Concrete projection of a polyhedron in half-space representation.

Input

  • P – set
  • block – block structure, a vector with the dimensions of interest

Output

A set representing the projection of P on the dimensions specified by block.

Notes

Currently only the case where the unconstrained dimensions of P are a subset of the block variables is implemented.

Examples

Consider the four-dimensional cross-polytope (unit ball in the 1-norm):

julia> using LazySets.Approximations: project

julia> P = convert(HPolyhedron, Ball1(zeros(4), 1.0));

All dimensions are constrained, and computing the (trivial) projection on the whole space behaves as expected:

julia> constrained_dimensions(P)
4-element Array{Int64,1}:
 1
 2
 3
 4

julia> P_1234 = project(P, [1, 2, 3, 4]);

julia> P_1234 == P
true

Each constraint of the cross polytope is constrained in all dimensions.
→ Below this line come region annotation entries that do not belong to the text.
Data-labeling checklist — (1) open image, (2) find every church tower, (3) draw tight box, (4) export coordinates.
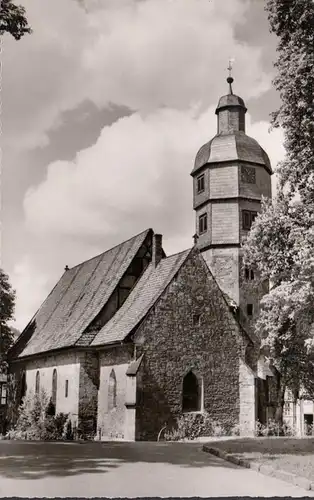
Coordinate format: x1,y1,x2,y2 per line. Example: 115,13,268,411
191,76,272,327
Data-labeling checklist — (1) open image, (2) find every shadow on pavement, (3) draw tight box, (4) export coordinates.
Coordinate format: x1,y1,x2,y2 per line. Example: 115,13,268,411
0,441,237,482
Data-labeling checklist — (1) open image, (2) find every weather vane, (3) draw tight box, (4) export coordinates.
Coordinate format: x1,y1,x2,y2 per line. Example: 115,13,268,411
227,57,234,94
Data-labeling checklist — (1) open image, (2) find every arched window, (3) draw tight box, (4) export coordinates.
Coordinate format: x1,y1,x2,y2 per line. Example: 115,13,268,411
51,368,58,411
182,371,201,412
35,370,40,394
20,372,26,402
108,369,117,411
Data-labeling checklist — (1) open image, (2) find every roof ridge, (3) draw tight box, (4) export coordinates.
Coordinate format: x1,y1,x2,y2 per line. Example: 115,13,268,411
68,227,153,271
164,247,193,262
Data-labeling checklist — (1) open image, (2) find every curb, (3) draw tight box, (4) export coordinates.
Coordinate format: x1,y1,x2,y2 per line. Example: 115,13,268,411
203,445,314,491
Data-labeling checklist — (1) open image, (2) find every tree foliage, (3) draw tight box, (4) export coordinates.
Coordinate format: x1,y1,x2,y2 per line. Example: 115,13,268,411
0,0,32,40
0,269,15,373
244,0,314,414
267,0,314,203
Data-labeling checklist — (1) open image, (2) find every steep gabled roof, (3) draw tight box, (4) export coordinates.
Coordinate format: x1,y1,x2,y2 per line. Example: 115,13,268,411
91,250,191,346
19,229,152,357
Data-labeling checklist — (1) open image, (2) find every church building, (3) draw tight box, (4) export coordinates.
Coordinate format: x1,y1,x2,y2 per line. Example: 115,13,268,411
6,77,274,441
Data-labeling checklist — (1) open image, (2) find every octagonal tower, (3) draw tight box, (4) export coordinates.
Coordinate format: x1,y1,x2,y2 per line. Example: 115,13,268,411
191,77,272,327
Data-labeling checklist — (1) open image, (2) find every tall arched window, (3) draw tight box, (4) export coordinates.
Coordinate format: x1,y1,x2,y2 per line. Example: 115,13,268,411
35,370,40,394
51,368,58,411
108,369,117,411
182,371,201,412
20,372,26,402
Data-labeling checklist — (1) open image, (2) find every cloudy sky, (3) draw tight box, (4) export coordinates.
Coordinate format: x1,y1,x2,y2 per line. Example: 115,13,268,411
1,0,283,329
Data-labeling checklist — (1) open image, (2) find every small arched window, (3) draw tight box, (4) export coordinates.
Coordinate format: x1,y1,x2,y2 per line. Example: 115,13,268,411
182,371,201,412
51,368,58,410
108,369,117,411
35,370,40,394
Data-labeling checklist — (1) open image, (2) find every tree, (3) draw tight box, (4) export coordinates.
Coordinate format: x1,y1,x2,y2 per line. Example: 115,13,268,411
0,0,32,40
0,269,15,373
243,0,314,423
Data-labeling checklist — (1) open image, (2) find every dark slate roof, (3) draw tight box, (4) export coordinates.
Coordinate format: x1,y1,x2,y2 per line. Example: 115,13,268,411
216,94,246,114
19,229,152,357
192,131,272,175
91,250,191,346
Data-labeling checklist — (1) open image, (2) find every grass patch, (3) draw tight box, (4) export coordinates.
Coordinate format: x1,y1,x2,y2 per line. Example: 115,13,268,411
209,437,314,482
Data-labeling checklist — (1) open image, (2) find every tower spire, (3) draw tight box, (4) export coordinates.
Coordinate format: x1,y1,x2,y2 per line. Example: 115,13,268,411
227,58,234,95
Now let's take a ball in the infinity norm and remove some constraints:

julia> B = BallInf(zeros(4), 1.0);

julia> c = constraints_list(B)[1:2]
2-element Array{HalfSpace{Float64},1}:
 HalfSpace{Float64}([1.0, 0.0, 0.0, 0.0], 1.0)
 HalfSpace{Float64}([0.0, 1.0, 0.0, 0.0], 1.0)
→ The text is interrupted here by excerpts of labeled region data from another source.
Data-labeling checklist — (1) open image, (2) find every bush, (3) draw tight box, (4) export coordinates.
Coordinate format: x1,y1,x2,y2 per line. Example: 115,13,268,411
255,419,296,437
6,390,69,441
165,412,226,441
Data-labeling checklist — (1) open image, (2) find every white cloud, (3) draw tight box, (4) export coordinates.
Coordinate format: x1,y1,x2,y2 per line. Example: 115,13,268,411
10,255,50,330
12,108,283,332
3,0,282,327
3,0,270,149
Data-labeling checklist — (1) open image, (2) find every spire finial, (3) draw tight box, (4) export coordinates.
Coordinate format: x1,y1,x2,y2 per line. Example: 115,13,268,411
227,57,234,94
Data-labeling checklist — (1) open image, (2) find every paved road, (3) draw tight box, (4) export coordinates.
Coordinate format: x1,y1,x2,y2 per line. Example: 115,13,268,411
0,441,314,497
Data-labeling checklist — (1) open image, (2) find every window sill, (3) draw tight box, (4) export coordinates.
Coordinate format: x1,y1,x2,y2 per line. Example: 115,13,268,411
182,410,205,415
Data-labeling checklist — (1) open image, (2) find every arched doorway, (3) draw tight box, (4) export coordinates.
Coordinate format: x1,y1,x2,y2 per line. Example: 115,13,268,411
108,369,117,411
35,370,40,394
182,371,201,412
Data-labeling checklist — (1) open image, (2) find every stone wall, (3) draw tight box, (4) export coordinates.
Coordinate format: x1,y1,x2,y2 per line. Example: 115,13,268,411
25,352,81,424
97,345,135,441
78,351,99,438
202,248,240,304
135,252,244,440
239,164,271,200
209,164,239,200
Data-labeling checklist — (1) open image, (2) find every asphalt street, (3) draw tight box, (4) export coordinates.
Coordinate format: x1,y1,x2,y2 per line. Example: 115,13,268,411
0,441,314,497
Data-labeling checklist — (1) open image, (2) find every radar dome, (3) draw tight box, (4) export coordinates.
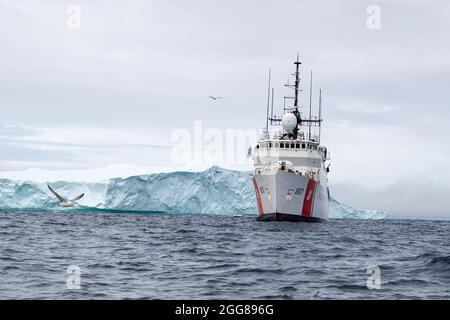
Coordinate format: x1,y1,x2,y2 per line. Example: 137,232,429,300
281,113,297,133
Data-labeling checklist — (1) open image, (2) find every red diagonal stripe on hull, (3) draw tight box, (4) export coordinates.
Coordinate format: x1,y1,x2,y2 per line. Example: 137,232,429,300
253,177,264,216
302,179,316,217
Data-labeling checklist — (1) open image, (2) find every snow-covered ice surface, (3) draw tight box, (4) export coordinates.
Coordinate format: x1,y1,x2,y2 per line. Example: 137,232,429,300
0,167,388,219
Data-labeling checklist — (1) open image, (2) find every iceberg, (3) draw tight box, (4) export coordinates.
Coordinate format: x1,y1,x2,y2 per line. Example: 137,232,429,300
0,166,388,219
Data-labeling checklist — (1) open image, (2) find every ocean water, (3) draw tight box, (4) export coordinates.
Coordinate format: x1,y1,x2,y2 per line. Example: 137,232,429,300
0,212,450,299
julia> P = HPolyhedron(c);

julia> constrained_dimensions(P)
2-element Array{Int64,1}:
 1
 2

Finally we take the concrete projection onto variables 1 and 2:

julia> project(P, [1, 2]) |> constraints_list
2-element Array{HalfSpace{Float64},1}:
 HalfSpace{Float64}([1.0, 0.0], 1.0)
 HalfSpace{Float64}([0.0, 1.0], 1.0)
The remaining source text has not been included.